At processing block 532, spawnProcess is invoked to initiate the process. Processing continues at decision block 522 to process any remaining snapshot entries.

#### —findChild—

The findChild process can associate an executing process with a process snapshot entry based on like process information (e.g., classId and instanceId). It can be invoked, for example, to determine which child process terminated. FIG. 6 illustrates a findChild process flow. At decision block 602 (i.e., "all entries in spawned process list checked?"), if all entries in a list of executing processes has been processed, processing returns at 604 with a return code to indicate that no child process was found (e.g., a negative one).

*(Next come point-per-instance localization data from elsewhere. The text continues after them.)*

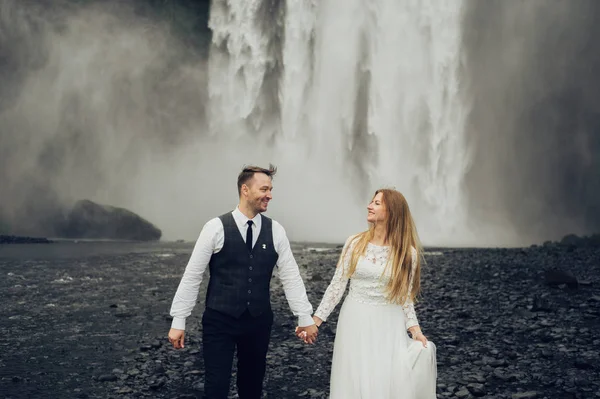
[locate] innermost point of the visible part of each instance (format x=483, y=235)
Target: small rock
x=107, y=378
x=525, y=395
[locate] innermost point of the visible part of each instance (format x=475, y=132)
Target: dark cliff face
x=54, y=136
x=532, y=74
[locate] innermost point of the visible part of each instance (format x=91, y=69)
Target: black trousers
x=222, y=335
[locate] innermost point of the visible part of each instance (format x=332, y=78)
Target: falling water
x=363, y=93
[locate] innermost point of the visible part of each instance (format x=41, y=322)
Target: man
x=240, y=248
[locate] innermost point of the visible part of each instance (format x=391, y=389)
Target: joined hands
x=309, y=333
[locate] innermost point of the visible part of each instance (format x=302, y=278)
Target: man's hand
x=176, y=337
x=307, y=334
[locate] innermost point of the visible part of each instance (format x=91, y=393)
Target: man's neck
x=247, y=211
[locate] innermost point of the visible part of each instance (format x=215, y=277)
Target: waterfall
x=350, y=95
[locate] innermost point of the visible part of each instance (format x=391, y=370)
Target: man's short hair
x=248, y=173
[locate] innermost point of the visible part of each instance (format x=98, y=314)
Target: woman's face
x=376, y=210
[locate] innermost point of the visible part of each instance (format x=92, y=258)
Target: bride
x=373, y=356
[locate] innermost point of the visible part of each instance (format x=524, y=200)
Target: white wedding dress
x=373, y=357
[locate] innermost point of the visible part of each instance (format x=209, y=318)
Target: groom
x=240, y=248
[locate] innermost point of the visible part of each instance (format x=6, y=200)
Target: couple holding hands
x=373, y=357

If all entries have not been processed, processing continues at block 606 to obtain the next entry in the list. At decision block 608 (i.e., "child's pid=desired pid?"), if the entry's process identification (e.g., process identification generated by the operating system when the process was initiated) is not the same as the desired pid (e.g., the pid accompanying the process' termination signal), processing continues at decision block 602 to examine the remaining entries in the spawned process list.

If it is the same, processing continues at block 610 to delete the entry from the spawned process list. At block 612, findProcess is invoked to identify the terminated process' entry in the process snapshot. The location of the process in the process snapshot is returned at block 614.

#### —findProcess—

An entry in the process snapshot can be obtained using the findProcess flow illustrated in FIG. 7. At decision block 702 (i.e., "all snapshot entries checked?"), if all snapshot entries have been checked, processing returns at 704 with a return code to indicate that no snapshot entry was found (e.g., a negative one). If not, processing continues at block 706 to get the next snapshot entry.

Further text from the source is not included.